Though patients with hepatocellular carcinoma (HCC) benefit from the treatment of immune checkpoint inhibitor (ICB), it is still of vital significance to develop more effective drugs and predict patients’ response to ICB therapy. Herein, we utilized single sample gene set enrichment analysis (ssGSEA) to score the downloaded tumor samples from TCGA-LIHC based on 29 immune gene sets, thus reflecting the immunologic competence of samples. Then samples were classified into high, moderate, and low immunity groups. Additionally, we utilized survival analysis and ESTIMATE score to verify the reliability of the immunity grouping. We then performed differential expression analysis on the samples in these two groups and obtained 716 differentially expressed genes (DEGs). Next, the DEGs mentioned above were subjected to GO and KEGG analyses. The outcomes demonstrated that these DEGs were mostly correlated with the immune-related biological functions. To further verify biological processes in which DEGs might be involved, we constructed a protein–protein interaction network. Afterward, we used MCODE plugin to conduct subnetwork analysis. Thereafter, KEGG enrichment analysis was performed on two genes with the highest score in the subnetwork. The results exhibited that these genes were gathered in pathways such as Th1 and Th2 cell differentiation and NF-κB. Finally, we utilized Connectivity Map to find possible drugs for the treatment of HCC and obtained complex methyl-angolensate. The above results may contribute to distinguishing HCC patients who are eligible for immunotherapy and providing the foundations for the development of therapeutic drugs for HCC.
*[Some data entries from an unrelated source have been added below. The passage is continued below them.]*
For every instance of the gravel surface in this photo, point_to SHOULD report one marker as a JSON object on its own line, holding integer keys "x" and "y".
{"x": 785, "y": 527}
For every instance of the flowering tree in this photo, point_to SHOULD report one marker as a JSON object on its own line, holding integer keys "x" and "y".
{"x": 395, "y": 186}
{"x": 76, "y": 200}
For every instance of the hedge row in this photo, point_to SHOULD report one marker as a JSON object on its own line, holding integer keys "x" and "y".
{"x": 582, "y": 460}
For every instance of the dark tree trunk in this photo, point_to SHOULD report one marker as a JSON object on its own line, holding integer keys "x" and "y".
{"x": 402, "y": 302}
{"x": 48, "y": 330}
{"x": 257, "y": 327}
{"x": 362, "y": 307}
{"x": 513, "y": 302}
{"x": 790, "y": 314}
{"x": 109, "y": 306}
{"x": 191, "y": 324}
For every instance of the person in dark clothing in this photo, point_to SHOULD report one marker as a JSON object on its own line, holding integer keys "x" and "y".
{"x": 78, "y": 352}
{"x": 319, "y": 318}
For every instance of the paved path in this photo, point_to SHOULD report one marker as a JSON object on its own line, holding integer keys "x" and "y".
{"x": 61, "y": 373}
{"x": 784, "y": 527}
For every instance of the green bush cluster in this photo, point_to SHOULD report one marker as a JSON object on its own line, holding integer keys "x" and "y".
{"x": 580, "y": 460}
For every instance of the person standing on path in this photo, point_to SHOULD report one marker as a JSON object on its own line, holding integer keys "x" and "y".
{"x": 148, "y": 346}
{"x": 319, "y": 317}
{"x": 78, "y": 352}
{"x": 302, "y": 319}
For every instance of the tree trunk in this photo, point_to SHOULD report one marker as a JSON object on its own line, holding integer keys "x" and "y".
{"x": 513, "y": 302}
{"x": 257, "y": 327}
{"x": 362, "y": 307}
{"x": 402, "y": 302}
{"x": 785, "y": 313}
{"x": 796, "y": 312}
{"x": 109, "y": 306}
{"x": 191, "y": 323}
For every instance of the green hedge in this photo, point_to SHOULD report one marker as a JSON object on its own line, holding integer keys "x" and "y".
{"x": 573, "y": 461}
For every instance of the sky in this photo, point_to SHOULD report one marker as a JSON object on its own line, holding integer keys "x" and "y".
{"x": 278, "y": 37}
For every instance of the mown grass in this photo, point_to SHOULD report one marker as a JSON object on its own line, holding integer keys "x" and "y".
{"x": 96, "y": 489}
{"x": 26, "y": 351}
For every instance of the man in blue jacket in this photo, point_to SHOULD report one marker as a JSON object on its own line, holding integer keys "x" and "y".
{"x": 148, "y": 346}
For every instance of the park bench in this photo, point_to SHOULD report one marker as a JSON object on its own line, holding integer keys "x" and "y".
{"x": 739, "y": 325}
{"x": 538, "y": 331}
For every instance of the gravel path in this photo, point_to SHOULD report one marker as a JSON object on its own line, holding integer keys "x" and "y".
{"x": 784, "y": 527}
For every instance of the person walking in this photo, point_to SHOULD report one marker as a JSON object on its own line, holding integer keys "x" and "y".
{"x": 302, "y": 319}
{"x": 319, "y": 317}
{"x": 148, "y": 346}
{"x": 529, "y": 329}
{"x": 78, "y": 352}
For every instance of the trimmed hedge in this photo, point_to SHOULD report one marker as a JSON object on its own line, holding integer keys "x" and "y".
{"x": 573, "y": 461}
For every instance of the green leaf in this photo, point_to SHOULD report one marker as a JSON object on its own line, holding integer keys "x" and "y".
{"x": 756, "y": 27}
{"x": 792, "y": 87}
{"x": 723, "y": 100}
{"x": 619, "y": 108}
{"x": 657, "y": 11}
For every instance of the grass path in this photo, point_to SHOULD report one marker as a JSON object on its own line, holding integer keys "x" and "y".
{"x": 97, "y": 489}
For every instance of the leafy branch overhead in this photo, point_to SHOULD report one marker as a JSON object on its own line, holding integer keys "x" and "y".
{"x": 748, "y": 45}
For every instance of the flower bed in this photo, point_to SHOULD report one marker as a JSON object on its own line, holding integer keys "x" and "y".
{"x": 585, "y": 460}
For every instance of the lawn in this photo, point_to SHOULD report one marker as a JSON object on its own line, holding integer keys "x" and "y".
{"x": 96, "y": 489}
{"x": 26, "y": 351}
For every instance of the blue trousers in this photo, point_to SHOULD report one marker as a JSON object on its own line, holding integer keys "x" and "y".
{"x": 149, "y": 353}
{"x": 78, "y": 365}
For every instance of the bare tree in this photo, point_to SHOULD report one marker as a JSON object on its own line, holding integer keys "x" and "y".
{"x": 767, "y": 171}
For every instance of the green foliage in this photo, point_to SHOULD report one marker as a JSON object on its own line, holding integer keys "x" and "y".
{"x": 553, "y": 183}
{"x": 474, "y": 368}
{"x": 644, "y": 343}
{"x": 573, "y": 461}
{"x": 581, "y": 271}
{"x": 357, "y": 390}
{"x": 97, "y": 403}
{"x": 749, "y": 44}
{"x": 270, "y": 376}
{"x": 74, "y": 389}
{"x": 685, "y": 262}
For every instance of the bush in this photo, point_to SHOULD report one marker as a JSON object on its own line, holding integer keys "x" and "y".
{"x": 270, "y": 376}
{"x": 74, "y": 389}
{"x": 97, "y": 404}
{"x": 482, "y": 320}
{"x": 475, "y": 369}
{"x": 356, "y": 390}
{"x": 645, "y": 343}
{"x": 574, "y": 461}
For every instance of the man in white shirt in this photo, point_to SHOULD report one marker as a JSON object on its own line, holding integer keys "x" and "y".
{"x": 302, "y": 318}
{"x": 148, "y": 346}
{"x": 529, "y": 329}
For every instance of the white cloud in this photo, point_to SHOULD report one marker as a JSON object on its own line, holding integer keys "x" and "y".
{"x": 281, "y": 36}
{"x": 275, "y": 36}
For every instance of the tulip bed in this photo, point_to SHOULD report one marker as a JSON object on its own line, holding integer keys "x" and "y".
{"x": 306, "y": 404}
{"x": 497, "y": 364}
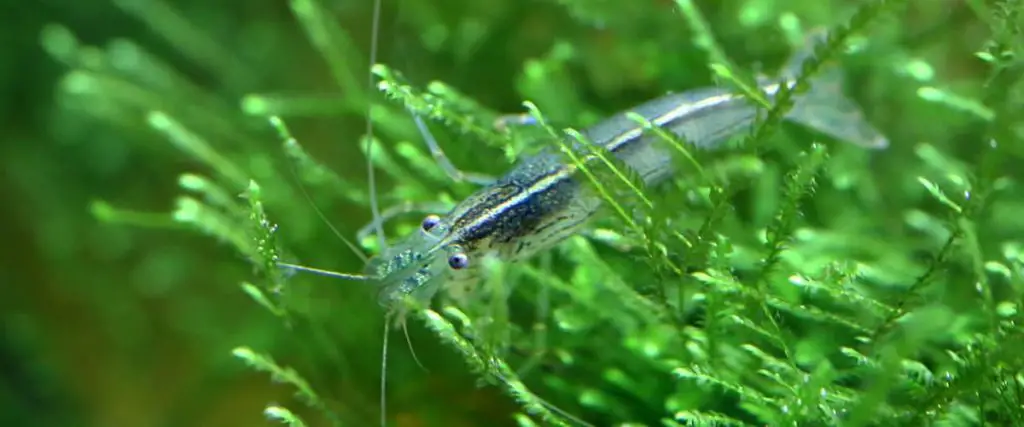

尽管肝细胞癌（HCC）患者从免疫检查点抑制剂（ICB）的治疗中获益，但开发更有效的药物并预测患者对 ICB 治疗的反应仍然具有重要意义。在此，我们利用单样本基因集富集分析（ssGSEA）基于 29 个免疫基因集对从 TCGA-LIHC 下载的肿瘤样本进行评分，从而反映样本的免疫能力。然后将样本分为高、中、低免疫组。此外，我们利用生存分析和 ESTIMATE 评分来验证免疫分组的可靠性。然后我们对这两组样本进行了差异表达分析，得到了716个差异表达基因（DEGs）。接下来，对上述 DEG 进行 GO 和 KEGG 分析。结果表明，这些 DEG 大多与免疫相关的生物学功能相关。为了进一步验证可能涉及 DEG 的生物过程，我们构建了一个蛋白质-蛋白质相互作用网络。之后，我们使用 MCODE 插件进行子网分析。此后，对子网络中得分最高的两个基因进行了 KEGG 富集分析。结果表明，这些基因聚集在Th1和Th2细胞分化和NF-κB等途径中。最后，我们利用 Connectivity Map 寻找治疗 HCC 的可能药物，并获得了复杂的甲基-安格列酸。上述结果可能有助于区分符合免疫治疗条件的HCC患者，为HCC治疗药物的开发奠定基础。